Fall Fly Fishing Tips for Utah and Wyoming

Posted on November 19 2014

While the average angler tends to stick to warm summer days on the river, Fall can be some of the most productive fishing of the year.  While you might be dealing with some nasty weather, the allure of big trout trumps the discomfort. 


Fall brings on the spawning season for the Brown trout. Fish move upstream looking for spawning beds and become densely stacked on top of one another. It is also the time of year that bigger fish become a little easier to catch and not so elusive.  All the trout begin to feast on drifting eggs that haven't found a home, and become very territorial over their redds (spawning beds). They will chase anything that looks suspicious and comes into their zone, including your fly.


This time of year can be frustrating for us.  We get just enough snow to shut down the mountain biking and not enough snow to kick off the ski season, so we head to the river in the meantime.  Its hard to beat being able to see these monster fish looming in the shallows and getting hooked up on a tanker.  Its sight fishing at its best.  

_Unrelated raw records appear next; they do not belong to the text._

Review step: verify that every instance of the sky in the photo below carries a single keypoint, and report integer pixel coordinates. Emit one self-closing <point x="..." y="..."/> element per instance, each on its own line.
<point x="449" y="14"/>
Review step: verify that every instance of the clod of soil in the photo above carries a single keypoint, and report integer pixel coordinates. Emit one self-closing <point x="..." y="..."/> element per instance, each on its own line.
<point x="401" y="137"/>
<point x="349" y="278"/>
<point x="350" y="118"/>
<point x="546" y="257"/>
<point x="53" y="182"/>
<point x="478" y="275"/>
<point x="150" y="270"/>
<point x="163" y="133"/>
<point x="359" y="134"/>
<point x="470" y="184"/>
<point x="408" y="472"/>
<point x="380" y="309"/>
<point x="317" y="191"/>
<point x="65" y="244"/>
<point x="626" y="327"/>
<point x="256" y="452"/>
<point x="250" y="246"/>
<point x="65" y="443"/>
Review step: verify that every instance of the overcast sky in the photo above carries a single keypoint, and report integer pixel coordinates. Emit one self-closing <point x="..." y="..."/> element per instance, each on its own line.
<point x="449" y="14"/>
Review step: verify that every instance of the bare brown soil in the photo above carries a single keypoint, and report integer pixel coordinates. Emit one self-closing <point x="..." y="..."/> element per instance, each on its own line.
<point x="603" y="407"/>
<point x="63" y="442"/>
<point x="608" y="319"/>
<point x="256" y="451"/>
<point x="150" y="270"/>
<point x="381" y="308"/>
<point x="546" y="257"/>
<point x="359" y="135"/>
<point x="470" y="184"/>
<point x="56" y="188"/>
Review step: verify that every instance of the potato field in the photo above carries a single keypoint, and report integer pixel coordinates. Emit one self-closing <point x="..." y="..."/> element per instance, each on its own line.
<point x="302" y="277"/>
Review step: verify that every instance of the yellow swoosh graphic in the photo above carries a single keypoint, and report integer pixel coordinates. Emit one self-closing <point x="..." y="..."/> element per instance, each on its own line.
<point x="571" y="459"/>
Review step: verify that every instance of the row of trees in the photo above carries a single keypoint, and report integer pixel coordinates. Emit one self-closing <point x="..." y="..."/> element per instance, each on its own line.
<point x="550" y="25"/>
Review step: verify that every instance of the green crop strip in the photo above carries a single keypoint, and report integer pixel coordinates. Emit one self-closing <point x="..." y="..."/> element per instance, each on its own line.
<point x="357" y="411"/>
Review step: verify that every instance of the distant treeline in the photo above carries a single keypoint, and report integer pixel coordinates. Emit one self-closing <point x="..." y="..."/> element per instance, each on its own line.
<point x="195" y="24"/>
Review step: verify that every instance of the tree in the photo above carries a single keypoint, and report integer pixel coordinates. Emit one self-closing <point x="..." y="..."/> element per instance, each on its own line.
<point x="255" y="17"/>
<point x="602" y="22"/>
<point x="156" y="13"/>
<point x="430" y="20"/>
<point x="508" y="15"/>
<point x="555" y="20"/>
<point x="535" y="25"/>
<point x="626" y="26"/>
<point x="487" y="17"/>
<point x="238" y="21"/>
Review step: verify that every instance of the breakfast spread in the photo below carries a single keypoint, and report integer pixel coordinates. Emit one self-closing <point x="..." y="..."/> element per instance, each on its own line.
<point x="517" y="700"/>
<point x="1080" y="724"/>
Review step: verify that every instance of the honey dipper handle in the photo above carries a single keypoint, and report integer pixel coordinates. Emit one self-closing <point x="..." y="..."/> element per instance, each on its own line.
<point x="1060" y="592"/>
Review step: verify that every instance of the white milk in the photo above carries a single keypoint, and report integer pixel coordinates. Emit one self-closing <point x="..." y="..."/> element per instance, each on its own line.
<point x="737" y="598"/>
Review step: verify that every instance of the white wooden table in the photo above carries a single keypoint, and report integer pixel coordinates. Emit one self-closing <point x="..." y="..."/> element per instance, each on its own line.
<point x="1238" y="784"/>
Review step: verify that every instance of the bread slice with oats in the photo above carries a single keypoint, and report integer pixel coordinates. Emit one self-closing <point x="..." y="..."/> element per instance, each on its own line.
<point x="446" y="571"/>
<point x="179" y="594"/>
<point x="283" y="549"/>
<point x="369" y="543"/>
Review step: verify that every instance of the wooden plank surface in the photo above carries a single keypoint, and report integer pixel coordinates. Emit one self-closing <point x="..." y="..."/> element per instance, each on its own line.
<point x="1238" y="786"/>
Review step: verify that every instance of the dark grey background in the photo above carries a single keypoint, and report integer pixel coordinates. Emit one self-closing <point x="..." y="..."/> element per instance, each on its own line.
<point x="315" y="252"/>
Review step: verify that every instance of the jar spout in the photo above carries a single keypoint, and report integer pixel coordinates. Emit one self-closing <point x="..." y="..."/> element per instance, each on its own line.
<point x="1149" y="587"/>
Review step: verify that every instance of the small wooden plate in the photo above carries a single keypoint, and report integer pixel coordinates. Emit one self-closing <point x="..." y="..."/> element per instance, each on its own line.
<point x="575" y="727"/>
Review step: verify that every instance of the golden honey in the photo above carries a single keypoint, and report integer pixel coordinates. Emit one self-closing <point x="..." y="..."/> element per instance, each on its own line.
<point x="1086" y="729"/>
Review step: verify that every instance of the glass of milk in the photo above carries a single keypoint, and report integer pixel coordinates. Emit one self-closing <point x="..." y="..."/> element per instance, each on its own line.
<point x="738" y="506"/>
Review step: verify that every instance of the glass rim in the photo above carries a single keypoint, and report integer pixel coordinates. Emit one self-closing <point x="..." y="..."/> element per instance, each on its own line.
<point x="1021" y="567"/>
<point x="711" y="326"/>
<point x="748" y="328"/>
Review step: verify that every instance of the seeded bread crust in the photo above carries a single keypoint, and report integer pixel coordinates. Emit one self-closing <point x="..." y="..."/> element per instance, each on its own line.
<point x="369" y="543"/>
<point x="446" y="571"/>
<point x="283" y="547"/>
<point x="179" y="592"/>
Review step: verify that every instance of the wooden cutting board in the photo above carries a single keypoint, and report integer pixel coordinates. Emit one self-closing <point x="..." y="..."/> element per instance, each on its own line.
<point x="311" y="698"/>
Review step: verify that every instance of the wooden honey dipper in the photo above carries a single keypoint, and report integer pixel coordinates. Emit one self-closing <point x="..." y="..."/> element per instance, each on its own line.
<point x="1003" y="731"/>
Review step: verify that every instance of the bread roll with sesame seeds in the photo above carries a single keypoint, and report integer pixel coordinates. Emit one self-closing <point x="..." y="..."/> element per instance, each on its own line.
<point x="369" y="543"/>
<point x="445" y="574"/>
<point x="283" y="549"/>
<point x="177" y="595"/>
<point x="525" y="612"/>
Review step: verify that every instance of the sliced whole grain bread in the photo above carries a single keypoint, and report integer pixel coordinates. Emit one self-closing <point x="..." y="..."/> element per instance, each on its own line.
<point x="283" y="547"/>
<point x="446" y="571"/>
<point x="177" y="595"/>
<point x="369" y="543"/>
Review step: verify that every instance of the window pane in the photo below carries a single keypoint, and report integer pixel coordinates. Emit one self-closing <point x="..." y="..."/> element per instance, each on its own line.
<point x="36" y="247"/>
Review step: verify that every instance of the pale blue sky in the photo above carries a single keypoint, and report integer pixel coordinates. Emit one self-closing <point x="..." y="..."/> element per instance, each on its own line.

Fall is a good time of year to stock up on egg patterns and egg clusters.  If you are fishing on smaller waters use a dry dropper with an egg pattern.  It's a great way to deliver your egg patterns with out spooking those more weary fish.  A lot of the time the extra splash of an indicator can spook fish, causing them to seek cover. You might be surprised every now and then and get one to rise and hit your dry fly.  A chubby or cicada is our preferred dry fly delivery system, easy to see when its out on the water.   For streamers, try using leech patterns, egg sucking leeches are our favorite.  Bouncing that leech in front of a Brown on a redd will trigger a response to attack.  


Behind beaver and man made dams are good places to start fishing.  Most fish will run up stream as far as they can and things that block the flow of the river will cause fish to stack up.  Also, try to search out runs with gravel bottoms, rather than rocky areas.  Deeper pockets and under cut banks will also hold fish as they will hide in these spots when they are not on their redds. 


When wading in the Autumn, take time to make sure you do not step on the redds. You can crush the eggs or dislodge them and hurt the chance for the next generation of trout.  If you do not know how to identify a redd, click here.  When you do land that giant Brown, keep your contact with them brief and gentle.  Get your photos quickly and keep them in the water until you have your camera ready.  They are extra stressed due to the spawn, and catching them adds more stress.  Make sure they are good and revived when released. Holding the fish facing up stream so the current flows along their gills until they are ready to swim off is a good method. 


As always, we get off the beaten path for our adventures.  We love the solitude of the mountains and only the company of our mates.  In turn, we are rewarded for our efforts to get out a little further than average with some epic days.  We do not share the locations of where we fish, and for those that know these spots we ask you to keep these places in the category of No Tell Creek.  If you want to know, come fish with us.  Either way, get outside and go toss some flies.  

Poor mans rod rack.

How do you like sausage with your sausage?

Nothing better than this moment right here. 

Even Scottish people fly fish, Seth Meehan stalking some trout.

  The streamer fishing this day was on point.